Apart from this programme, Roma Liberov is the author of seven film works about Russian writers. In August 2020 he was looking for a typist for the final scene of his latest film in memory of Andrey Platonov. I suggested that I could do it, and Roma found for me an old typewriter, a dress from the 1970s and horn-rimmed glasses. The work on the film, which has lasted several years, was completed in September. On the November 5, “The Innermost Man” was released.
In the end, the picture shows a typewriter typing the names of those who worked on the film. The sound of the typewriter keys recalls the time samizdat, an underground press in the Soviet Union. The word “samizdat” translates as “we publish ourselves”, (“we”= “the people”, not “the state”). Thanks to those who typed and shared prohibited texts, which the official editorial houses would not publish, we used to read Platonov and others.
Is that aging lady on the screen – me? Yes, that’s me. Yeah, well, that’s the way it is.
Reading what Roma says in his interviews, on poets, literature, politics and life in Russia I cannot help thinking… well, he has done so much already. He brings together so many people, and together they create something new and completely unusual.
I have not managed to do anything significant yet. What was there? Lomonosov University, languages, rented flats, working for banks, leaving the corporate world to do what I really like. “She is brave to a fault”, friends say, my two wonderful children, the struggle to manage on my own… Looking for excuses.
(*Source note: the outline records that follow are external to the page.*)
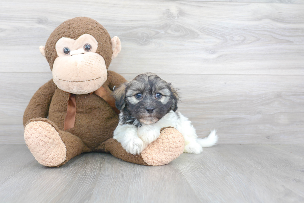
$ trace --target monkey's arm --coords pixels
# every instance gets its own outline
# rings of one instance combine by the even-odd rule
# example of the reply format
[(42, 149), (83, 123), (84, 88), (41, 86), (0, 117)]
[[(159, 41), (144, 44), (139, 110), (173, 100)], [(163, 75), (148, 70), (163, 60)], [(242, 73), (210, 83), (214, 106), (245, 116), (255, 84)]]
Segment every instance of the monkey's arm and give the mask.
[(24, 126), (32, 118), (46, 117), (52, 97), (57, 88), (52, 79), (40, 87), (34, 94), (24, 112)]
[(110, 89), (113, 90), (113, 87), (116, 86), (116, 88), (127, 80), (118, 73), (110, 70), (108, 71), (108, 79), (109, 81), (109, 87)]

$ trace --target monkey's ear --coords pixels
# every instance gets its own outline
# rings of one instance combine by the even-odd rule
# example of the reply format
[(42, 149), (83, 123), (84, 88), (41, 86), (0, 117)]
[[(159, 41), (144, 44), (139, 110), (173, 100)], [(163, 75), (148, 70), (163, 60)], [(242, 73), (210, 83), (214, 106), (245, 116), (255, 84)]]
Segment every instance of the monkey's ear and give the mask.
[(39, 51), (40, 51), (40, 53), (41, 53), (42, 55), (46, 59), (47, 58), (45, 57), (45, 52), (44, 51), (45, 48), (45, 47), (44, 46), (40, 46), (39, 47)]
[(126, 90), (128, 82), (126, 82), (114, 89), (112, 95), (115, 98), (115, 105), (119, 111), (121, 111), (126, 106), (125, 99), (126, 97)]
[(113, 54), (112, 54), (113, 59), (116, 58), (120, 52), (120, 50), (121, 50), (121, 43), (120, 43), (120, 40), (117, 36), (114, 37), (111, 40), (111, 43), (112, 45), (112, 51), (113, 51)]
[(172, 94), (172, 98), (173, 99), (172, 105), (171, 106), (171, 110), (175, 112), (177, 109), (177, 102), (179, 100), (179, 97), (177, 90), (173, 88), (171, 83), (170, 83), (170, 86)]

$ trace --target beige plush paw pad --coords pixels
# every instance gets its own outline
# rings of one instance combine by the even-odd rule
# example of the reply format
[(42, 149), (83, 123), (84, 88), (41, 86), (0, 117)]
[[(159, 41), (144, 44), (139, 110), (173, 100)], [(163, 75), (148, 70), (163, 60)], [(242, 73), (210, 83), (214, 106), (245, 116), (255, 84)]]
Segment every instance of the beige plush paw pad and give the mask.
[(65, 159), (65, 145), (58, 132), (48, 123), (29, 123), (24, 129), (24, 139), (35, 158), (43, 165), (56, 166)]
[(181, 133), (175, 128), (166, 128), (159, 137), (150, 144), (141, 154), (144, 161), (150, 165), (167, 164), (182, 153), (185, 140)]

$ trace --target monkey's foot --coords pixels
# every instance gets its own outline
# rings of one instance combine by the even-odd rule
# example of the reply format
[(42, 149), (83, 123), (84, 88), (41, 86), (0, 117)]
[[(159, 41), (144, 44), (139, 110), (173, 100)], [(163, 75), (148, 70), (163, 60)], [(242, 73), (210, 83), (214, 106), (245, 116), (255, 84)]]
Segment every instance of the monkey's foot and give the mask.
[(59, 165), (65, 160), (65, 145), (55, 128), (49, 122), (45, 122), (47, 119), (34, 121), (30, 121), (24, 129), (26, 145), (41, 164), (47, 166)]
[(163, 128), (159, 137), (148, 145), (141, 155), (150, 165), (161, 165), (174, 160), (184, 152), (185, 140), (181, 133), (172, 127)]

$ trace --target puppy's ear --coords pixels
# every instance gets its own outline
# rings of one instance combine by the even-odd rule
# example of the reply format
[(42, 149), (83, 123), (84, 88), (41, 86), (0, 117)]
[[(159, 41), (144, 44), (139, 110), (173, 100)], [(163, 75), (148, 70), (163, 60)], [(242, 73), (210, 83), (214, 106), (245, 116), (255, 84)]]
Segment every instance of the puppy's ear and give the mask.
[(112, 92), (112, 95), (115, 98), (115, 105), (119, 111), (123, 109), (126, 105), (125, 98), (126, 97), (126, 90), (127, 85), (127, 82), (126, 82), (121, 85), (118, 87), (114, 89)]
[(172, 84), (171, 83), (170, 83), (170, 86), (171, 88), (172, 99), (173, 99), (172, 105), (171, 106), (171, 110), (175, 112), (177, 109), (177, 102), (179, 100), (179, 97), (177, 93), (177, 90), (173, 87)]

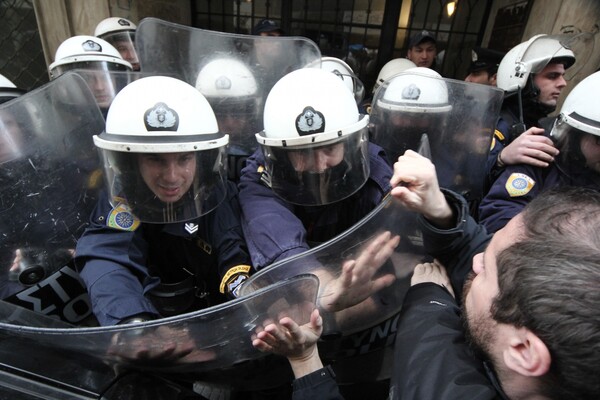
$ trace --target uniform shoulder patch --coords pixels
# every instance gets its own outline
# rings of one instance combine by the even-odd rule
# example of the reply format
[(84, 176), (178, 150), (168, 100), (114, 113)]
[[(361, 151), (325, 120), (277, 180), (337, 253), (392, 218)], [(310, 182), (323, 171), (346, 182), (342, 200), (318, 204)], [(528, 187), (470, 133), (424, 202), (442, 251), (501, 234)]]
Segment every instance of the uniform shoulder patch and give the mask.
[(529, 175), (513, 172), (504, 187), (510, 197), (519, 197), (529, 193), (534, 185), (535, 181)]
[(140, 220), (128, 205), (119, 203), (108, 215), (106, 226), (120, 231), (135, 231), (140, 226)]
[(494, 136), (496, 138), (498, 138), (498, 140), (500, 140), (500, 141), (506, 139), (506, 137), (504, 136), (504, 134), (501, 131), (499, 131), (498, 129), (494, 129)]

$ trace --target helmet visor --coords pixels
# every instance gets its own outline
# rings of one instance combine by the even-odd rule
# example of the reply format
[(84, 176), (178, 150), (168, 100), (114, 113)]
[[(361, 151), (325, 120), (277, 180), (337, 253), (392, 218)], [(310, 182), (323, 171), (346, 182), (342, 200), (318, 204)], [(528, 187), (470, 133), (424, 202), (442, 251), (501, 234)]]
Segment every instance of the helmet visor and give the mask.
[(226, 194), (226, 146), (180, 153), (100, 149), (100, 155), (111, 204), (127, 204), (142, 222), (198, 218), (214, 210)]
[(283, 200), (317, 206), (343, 200), (369, 177), (368, 128), (319, 146), (261, 144), (271, 188)]

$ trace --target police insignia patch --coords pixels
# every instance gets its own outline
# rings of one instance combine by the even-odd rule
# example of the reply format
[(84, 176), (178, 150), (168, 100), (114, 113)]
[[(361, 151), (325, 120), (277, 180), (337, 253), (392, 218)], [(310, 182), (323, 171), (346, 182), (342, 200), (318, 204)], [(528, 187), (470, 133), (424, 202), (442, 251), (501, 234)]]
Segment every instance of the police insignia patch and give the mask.
[(131, 213), (129, 206), (117, 204), (110, 212), (106, 226), (121, 231), (135, 231), (140, 226), (140, 220)]
[(312, 107), (304, 107), (296, 117), (296, 131), (300, 136), (325, 132), (325, 116)]
[(531, 191), (535, 181), (525, 174), (513, 172), (506, 181), (506, 191), (510, 197), (525, 196)]

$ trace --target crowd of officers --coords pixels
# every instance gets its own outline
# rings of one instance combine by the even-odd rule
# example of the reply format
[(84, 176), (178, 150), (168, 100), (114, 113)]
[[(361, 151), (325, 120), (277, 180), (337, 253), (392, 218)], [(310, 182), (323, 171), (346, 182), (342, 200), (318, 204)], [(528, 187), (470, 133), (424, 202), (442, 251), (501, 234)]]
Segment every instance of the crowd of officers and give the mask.
[[(94, 36), (67, 39), (51, 79), (74, 69), (139, 71), (135, 32), (131, 21), (109, 18)], [(264, 20), (253, 34), (283, 31)], [(489, 85), (503, 99), (488, 116), (493, 133), (479, 129), (487, 132), (479, 158), (451, 158), (436, 144), (455, 91), (435, 71), (441, 60), (428, 31), (410, 39), (407, 58), (382, 68), (369, 99), (352, 69), (331, 57), (287, 73), (259, 105), (256, 82), (234, 60), (216, 69), (210, 89), (200, 76), (196, 87), (149, 76), (117, 92), (91, 74), (106, 124), (93, 136), (105, 190), (69, 254), (98, 323), (234, 299), (254, 272), (335, 238), (391, 192), (420, 215), (432, 258), (416, 266), (403, 302), (390, 398), (598, 398), (600, 73), (556, 109), (576, 61), (567, 39), (536, 35), (506, 54), (474, 49), (465, 87)], [(252, 132), (240, 132), (251, 124), (228, 120), (221, 107), (238, 82), (245, 91), (231, 91), (231, 104), (261, 108), (262, 128)], [(23, 95), (3, 86), (6, 100)], [(211, 90), (225, 94), (216, 102)], [(238, 146), (242, 133), (253, 146)], [(245, 159), (234, 175), (228, 151)], [(465, 182), (479, 191), (461, 192)], [(256, 334), (257, 349), (288, 357), (295, 399), (342, 398), (319, 358), (321, 314), (392, 284), (379, 268), (402, 240), (380, 236), (338, 276), (319, 276), (329, 295), (308, 323), (285, 317)]]

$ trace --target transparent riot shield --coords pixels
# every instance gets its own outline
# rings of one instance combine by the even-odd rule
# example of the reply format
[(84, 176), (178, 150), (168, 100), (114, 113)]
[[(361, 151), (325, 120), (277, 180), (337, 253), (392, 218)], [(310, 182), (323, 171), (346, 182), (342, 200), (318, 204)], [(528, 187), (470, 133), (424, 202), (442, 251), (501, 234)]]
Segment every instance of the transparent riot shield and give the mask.
[[(257, 327), (284, 316), (307, 323), (317, 290), (317, 278), (305, 274), (193, 313), (92, 328), (0, 302), (0, 363), (36, 376), (36, 383), (93, 393), (136, 371), (158, 380), (185, 381), (190, 387), (195, 381), (243, 390), (277, 387), (293, 379), (287, 360), (256, 350), (252, 335)], [(18, 356), (15, 349), (21, 351)], [(133, 389), (132, 397), (114, 398), (162, 398), (157, 393), (141, 396), (140, 382)]]
[(375, 93), (371, 140), (384, 148), (390, 164), (406, 150), (425, 155), (441, 187), (478, 202), (502, 98), (495, 87), (410, 69)]
[(209, 31), (145, 18), (136, 48), (141, 70), (171, 73), (195, 86), (229, 134), (229, 173), (237, 180), (245, 158), (257, 148), (263, 106), (285, 74), (309, 64), (320, 66), (317, 45), (304, 37), (262, 37)]
[(66, 265), (102, 175), (92, 136), (104, 119), (81, 77), (0, 106), (0, 295)]
[[(399, 243), (391, 253), (373, 256), (382, 244), (397, 237)], [(424, 257), (416, 215), (388, 195), (346, 232), (253, 275), (242, 293), (297, 274), (315, 274), (320, 280), (318, 304), (325, 320), (319, 343), (321, 356), (327, 362), (335, 361), (333, 368), (341, 384), (381, 381), (391, 373), (391, 346), (410, 276)], [(353, 290), (350, 302), (331, 310), (333, 299), (344, 292), (337, 284), (343, 268), (351, 264), (358, 268), (358, 263), (362, 263), (361, 268), (376, 268), (375, 278), (391, 277), (393, 283), (368, 296), (366, 286), (364, 291)]]

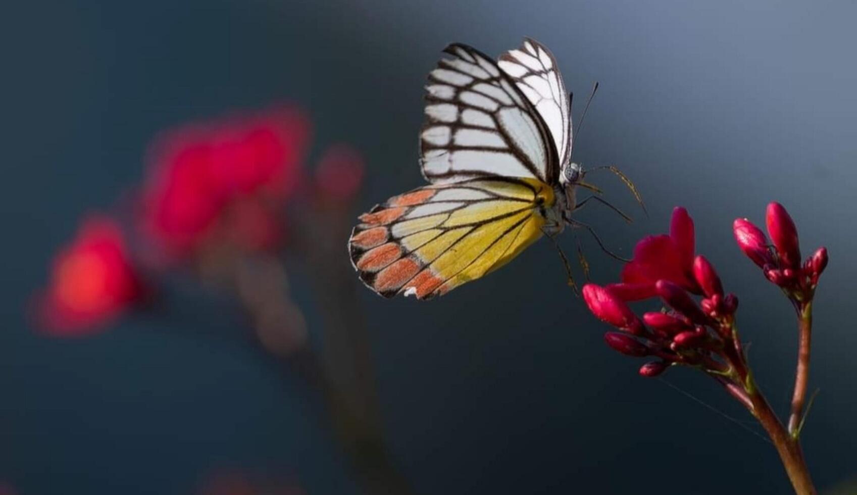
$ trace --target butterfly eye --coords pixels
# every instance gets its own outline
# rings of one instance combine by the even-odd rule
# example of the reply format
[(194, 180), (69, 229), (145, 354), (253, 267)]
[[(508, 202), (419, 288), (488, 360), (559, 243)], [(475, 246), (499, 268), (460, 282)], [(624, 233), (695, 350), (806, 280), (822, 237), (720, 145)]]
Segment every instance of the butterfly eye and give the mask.
[(563, 170), (563, 175), (567, 184), (578, 182), (580, 179), (580, 166), (576, 163), (568, 164), (568, 166)]

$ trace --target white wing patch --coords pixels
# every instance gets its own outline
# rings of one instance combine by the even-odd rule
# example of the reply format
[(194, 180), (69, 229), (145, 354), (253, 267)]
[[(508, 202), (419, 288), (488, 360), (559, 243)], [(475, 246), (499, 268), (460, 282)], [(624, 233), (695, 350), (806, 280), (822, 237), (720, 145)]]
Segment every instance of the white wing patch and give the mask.
[(565, 164), (572, 149), (571, 109), (562, 75), (550, 51), (526, 39), (520, 48), (500, 57), (497, 64), (538, 111), (550, 130), (560, 163)]
[[(452, 57), (438, 63), (426, 86), (420, 134), (425, 178), (435, 184), (486, 176), (555, 184), (560, 162), (551, 130), (532, 99), (478, 51), (456, 44), (445, 51)], [(545, 88), (549, 93), (549, 83)]]

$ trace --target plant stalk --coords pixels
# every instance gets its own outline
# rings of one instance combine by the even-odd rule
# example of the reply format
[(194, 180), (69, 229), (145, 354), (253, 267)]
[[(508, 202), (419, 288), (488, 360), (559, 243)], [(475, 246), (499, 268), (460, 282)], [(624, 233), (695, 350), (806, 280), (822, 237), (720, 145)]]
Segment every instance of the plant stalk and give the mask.
[(806, 387), (809, 381), (809, 352), (812, 335), (812, 301), (802, 303), (798, 313), (798, 365), (794, 376), (794, 392), (792, 395), (792, 414), (788, 417), (788, 433), (797, 438), (803, 423), (804, 405), (806, 402)]
[(750, 401), (752, 408), (750, 412), (758, 420), (762, 427), (768, 432), (770, 440), (776, 448), (776, 452), (782, 461), (788, 480), (792, 482), (797, 495), (816, 495), (818, 492), (812, 486), (806, 462), (804, 460), (803, 450), (800, 449), (800, 440), (797, 436), (789, 433), (780, 422), (779, 418), (770, 408), (768, 401), (762, 395), (758, 386), (754, 383), (752, 376), (749, 377)]

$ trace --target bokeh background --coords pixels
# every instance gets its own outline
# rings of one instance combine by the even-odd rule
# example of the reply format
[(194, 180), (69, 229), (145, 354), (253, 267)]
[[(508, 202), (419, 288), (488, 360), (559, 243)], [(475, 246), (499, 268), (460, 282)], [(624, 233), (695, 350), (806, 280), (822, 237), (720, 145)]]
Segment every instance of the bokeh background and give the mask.
[[(340, 327), (359, 329), (346, 347), (368, 357), (359, 372), (371, 391), (357, 401), (370, 404), (383, 439), (378, 476), (400, 477), (413, 493), (788, 492), (772, 446), (716, 383), (682, 369), (639, 377), (637, 364), (603, 345), (606, 327), (565, 285), (550, 243), (428, 303), (384, 300), (351, 273), (351, 220), (423, 182), (423, 85), (440, 51), (463, 41), (499, 55), (527, 35), (557, 57), (578, 113), (601, 82), (576, 158), (620, 166), (650, 212), (604, 174), (592, 181), (637, 221), (597, 207), (581, 216), (630, 254), (639, 237), (667, 229), (674, 205), (686, 207), (698, 251), (740, 298), (752, 364), (782, 413), (793, 317), (740, 255), (731, 222), (760, 222), (765, 204), (780, 201), (805, 250), (829, 248), (811, 376), (821, 391), (804, 445), (819, 488), (849, 492), (853, 3), (154, 0), (3, 10), (3, 489), (359, 493), (372, 485), (352, 459), (359, 442), (344, 443), (347, 427), (331, 426), (325, 394), (288, 356), (248, 338), (241, 305), (192, 270), (159, 281), (154, 302), (88, 336), (45, 333), (32, 317), (33, 294), (81, 219), (127, 208), (156, 136), (285, 102), (312, 120), (310, 169), (334, 142), (363, 157), (363, 187), (345, 216), (319, 214), (311, 194), (290, 206), (305, 244), (327, 239), (341, 254), (323, 262), (328, 278), (319, 283), (306, 245), (285, 243), (278, 259), (310, 348), (325, 348), (337, 308)], [(570, 252), (573, 237), (562, 240)], [(616, 280), (619, 264), (581, 242), (593, 280)], [(347, 304), (331, 300), (329, 280)]]

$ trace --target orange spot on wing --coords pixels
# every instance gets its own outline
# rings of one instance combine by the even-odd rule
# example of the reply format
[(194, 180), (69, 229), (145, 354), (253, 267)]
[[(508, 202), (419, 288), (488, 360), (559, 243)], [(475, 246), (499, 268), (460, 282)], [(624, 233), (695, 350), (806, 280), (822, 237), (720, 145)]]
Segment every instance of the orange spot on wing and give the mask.
[(407, 288), (416, 288), (417, 299), (423, 299), (434, 291), (443, 282), (443, 279), (439, 278), (431, 269), (425, 269), (417, 275), (412, 281), (408, 283)]
[(375, 213), (364, 213), (360, 215), (360, 220), (373, 226), (387, 225), (402, 216), (402, 214), (405, 214), (405, 208), (391, 208), (376, 211)]
[(402, 256), (402, 248), (396, 243), (388, 242), (384, 245), (366, 251), (357, 261), (357, 269), (376, 272), (399, 259)]
[(369, 249), (384, 244), (387, 237), (386, 226), (376, 226), (354, 234), (351, 237), (351, 244), (360, 249)]
[(402, 258), (378, 274), (375, 280), (375, 290), (382, 293), (398, 289), (417, 275), (421, 267), (411, 258)]
[(425, 202), (427, 199), (434, 196), (435, 192), (437, 191), (432, 189), (415, 190), (414, 192), (409, 192), (394, 197), (390, 201), (390, 204), (393, 206), (413, 206), (415, 204), (422, 204)]

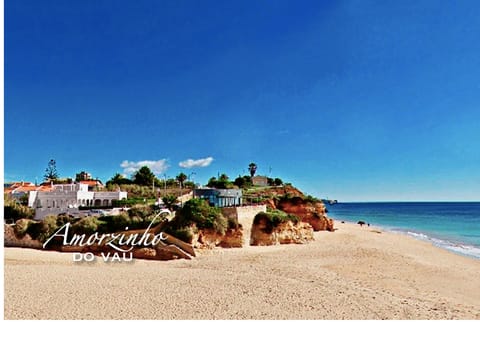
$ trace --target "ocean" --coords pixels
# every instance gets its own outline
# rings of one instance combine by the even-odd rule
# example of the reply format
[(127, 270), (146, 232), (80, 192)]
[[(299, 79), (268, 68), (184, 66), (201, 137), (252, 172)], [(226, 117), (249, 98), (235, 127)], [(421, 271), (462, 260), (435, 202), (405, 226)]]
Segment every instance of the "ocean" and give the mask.
[(405, 233), (480, 259), (480, 202), (375, 202), (326, 205), (336, 220)]

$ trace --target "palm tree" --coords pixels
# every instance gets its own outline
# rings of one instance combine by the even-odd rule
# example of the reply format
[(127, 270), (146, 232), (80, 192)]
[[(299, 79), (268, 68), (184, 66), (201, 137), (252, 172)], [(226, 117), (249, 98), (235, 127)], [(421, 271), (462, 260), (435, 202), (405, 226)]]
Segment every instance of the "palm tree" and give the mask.
[(253, 178), (255, 172), (257, 171), (257, 164), (254, 162), (250, 163), (250, 165), (248, 165), (248, 170), (250, 171), (250, 176)]

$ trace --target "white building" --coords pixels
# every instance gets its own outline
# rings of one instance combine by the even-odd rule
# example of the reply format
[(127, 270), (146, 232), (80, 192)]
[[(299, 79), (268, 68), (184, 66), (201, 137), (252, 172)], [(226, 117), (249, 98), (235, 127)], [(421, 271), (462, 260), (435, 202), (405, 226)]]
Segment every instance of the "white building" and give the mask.
[(87, 184), (52, 185), (49, 191), (30, 191), (28, 206), (35, 208), (35, 218), (66, 212), (78, 212), (80, 206), (107, 207), (113, 200), (127, 199), (127, 192), (94, 192)]

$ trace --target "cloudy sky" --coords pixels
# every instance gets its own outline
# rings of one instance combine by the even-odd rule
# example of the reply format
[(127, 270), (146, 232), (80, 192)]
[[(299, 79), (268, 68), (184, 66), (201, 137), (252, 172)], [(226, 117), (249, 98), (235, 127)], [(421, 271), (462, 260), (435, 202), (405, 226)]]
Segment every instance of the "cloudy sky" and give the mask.
[(282, 177), (480, 200), (477, 1), (5, 3), (5, 179)]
Nothing to point at, really, but I’m still here, to fill my life with meaningful things. There’s happiness here, and love, too.
Have mercy upon him, o Lord, have mercy upon us
My friend died a bitter and unexpected death on January 19, 2020. How he could have left me, I don’t understand. He used to say that I didn’t just make him happy, but that I made him feel alive. I am in love, we are in love. While I walk in the street, I walk slower than before as I try to keep very upright, like he used to.
“What do you, so righteous and such an angel, find in someone like me?” – “Well, you are such a handsome man, tall, and thin, and strong. You have such a straight back, such a proud posture – you look like someone born in a free country” – “That’s excellent that you can see my wings! When I was a child, in order not to slouch, I imagined that I had grown wings and they were spreading my shoulders and pulling me up”.
Those wings now I carry, and they hold me up, “for love is strong as death, passion fierce as the grave”.
Lechaim
Greeting the year 2021, may your loved ones are somewhere close so that you can hug them, hold them to your heart, hold the hands… may you have warm wind and sunshine, fresh white snow, quietness of a morning river, the freedom of the sea, coffee in your favourite cup, wine in a beautiful glass, crisp autumn apples, a campfire and songs from childhood. Other children are running around shouting and building huts just like we used to in those days. “Look at my roses”, says Mum, “and these are the ones grandma planted years and years ago”. It’s all happiness and let at least a tiny bit be in your life every day.